I glanced at my grandma holding my hand. "Grandma, I need to go. Excuse me," I bowed down my head as I get myself out of the table and nervously ran after Haruto and Mr. Watanabe.

I froze on my feet, hid myself behind the big tree in the garden.

"What's happening?!" anger is evident in his voice, I took a peek just to see Haruto's face crumpled with confusion and anger. I bit my lip trying myself not to let out a cry. It's breaking me watching him breaking down.

"Ruto-ya... Calm down, please. Dad will explain," Mr. Watanabe's voice was soft, he is obviously careful not to make a single mistake. He knows letting his son know about him getting remarried will break his heart.

"I'm not dumb! I know what's happening! But why?! Why do you need to remarry?! Damn!"

Tears streamed down on his cheeks, helplessness is what I can see. It was like seeing his naked loneliness, and it's way too unbearable to witness.

"I love her, Haruto." I know he took courage to say those words to him. The way he said it straightforwardly, I know he meant it even though it takes to hurt his own son.

"You love her?! What about my mom?! Don't you love her anymore..." his voice cracked, the way he tilted his head up to supress himself, I know it's too painful for him. I understand...

"Haruto. I love your mom so much—

"So much?! But you can afford to tell me you love that girl?! Dad, get your facts straight, you're not making any sense to me!"

"Haruto. Your mom is gone."

I saw Haruto's expression shifted, he soften, tears just continued streaming down nonstop as he digested those words. I as well broke down hearing that. Gone.

How much it takes to accept that a person is gone...

He shook his head, hopelessly trying to deny his father's words. I bit my lip, didn't afford to held myself from crying.

"Ruto-ya... I know it's painful but your mom is long ago gone.

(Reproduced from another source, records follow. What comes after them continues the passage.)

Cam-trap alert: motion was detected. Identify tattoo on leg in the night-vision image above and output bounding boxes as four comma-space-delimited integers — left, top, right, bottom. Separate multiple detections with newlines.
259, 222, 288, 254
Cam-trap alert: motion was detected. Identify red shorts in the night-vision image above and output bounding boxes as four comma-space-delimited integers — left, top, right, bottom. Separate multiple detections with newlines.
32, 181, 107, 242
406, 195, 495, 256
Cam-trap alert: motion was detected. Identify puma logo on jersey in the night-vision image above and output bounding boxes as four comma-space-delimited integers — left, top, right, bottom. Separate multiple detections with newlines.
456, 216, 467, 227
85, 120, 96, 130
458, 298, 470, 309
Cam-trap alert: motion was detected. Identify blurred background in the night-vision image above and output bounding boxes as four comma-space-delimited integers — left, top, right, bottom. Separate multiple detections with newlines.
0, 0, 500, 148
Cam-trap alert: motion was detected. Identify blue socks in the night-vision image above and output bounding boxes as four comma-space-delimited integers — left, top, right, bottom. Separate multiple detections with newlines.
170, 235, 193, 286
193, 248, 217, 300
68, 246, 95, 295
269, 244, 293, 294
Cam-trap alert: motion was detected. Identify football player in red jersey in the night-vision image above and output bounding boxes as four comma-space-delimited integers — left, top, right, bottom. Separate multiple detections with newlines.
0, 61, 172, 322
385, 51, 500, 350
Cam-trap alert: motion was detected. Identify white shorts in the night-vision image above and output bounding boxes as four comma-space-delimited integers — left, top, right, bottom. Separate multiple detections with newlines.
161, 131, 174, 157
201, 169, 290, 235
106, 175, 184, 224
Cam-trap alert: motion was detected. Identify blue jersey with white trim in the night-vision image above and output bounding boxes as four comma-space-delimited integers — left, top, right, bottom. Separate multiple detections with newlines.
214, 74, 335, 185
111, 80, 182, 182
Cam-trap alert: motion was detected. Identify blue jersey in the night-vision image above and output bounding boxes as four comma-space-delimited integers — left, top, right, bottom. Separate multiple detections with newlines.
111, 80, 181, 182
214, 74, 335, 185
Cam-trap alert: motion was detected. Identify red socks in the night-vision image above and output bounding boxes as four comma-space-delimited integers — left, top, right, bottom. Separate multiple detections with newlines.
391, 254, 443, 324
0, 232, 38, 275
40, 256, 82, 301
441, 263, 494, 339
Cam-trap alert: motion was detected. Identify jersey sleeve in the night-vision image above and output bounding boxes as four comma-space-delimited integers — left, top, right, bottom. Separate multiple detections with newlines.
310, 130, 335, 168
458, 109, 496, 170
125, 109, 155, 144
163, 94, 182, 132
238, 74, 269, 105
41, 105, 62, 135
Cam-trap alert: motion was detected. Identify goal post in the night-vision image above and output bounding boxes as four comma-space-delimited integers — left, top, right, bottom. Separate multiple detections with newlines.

I love her so much that I thought I wouldn't be able to live again. But I need to keep going for you and for your brother. I need strength to keep living and Yuri gave that to me..."

"You don't love her that much! Because if you do, you won't love another woman after her! Your excuse is such a bullshit. I hate you. I despise you."

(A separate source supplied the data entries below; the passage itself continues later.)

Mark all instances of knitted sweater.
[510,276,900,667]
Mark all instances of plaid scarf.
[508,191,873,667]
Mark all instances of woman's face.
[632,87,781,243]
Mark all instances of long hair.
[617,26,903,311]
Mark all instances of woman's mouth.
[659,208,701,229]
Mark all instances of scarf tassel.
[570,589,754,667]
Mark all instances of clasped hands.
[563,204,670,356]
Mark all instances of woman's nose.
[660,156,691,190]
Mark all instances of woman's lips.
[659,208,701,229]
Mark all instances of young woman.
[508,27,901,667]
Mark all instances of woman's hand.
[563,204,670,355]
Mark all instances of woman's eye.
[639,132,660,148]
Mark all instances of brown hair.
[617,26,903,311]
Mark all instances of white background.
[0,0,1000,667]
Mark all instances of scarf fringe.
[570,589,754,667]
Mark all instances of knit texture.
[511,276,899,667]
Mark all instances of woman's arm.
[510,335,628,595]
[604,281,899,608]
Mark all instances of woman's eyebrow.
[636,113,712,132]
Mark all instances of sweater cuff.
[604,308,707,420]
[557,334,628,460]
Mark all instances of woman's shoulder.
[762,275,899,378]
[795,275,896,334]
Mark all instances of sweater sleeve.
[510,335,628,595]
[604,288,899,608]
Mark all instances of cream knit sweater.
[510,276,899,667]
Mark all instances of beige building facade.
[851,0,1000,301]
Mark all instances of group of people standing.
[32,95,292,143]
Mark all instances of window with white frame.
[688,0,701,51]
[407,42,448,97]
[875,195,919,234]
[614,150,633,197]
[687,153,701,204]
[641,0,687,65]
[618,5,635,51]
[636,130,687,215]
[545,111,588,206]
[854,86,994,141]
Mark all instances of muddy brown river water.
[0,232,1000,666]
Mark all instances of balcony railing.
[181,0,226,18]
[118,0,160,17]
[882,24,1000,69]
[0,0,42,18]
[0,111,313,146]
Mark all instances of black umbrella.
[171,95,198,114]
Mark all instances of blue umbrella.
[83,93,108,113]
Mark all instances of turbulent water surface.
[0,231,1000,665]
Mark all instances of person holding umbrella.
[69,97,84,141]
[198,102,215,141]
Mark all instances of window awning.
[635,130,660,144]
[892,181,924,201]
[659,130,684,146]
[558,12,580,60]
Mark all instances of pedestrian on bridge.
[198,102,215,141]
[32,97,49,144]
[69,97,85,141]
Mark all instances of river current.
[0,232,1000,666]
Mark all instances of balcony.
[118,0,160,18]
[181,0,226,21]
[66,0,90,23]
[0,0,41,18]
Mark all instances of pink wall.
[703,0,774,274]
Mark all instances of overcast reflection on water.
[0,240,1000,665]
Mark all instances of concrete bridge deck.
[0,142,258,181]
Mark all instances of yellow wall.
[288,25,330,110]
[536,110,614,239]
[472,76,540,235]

His words left a cut on my heart. For what reason, I don't want to admit it to myself either.

After that he walked away leaving his dad dumbfounded. I ran after him unconsciously. It's like an instinct although I know it will be painful to be near him now.

The road was dimmed, the light from the mansion is what's made it bearable to walk on without stumbling.

I watched him walking, my heart was about to explode contemplating weather to talk to him or not. I froze when he stopped.

"Stop following me." he said with his cold voice. It sent shivers down my spine knowing to myself that he's angry.

I gulped "Haruto..." I called out for him. He glanced back at me, his tired and weak eyes struck right through my heart leaving such an unbearable heaviness.

"You know about it, right?" he asked, eyes getting teary again. I couldn't bring myself to lie again. I didn't actually lie to him about it but I know to myself I hid it away from him making me feel awfully bad.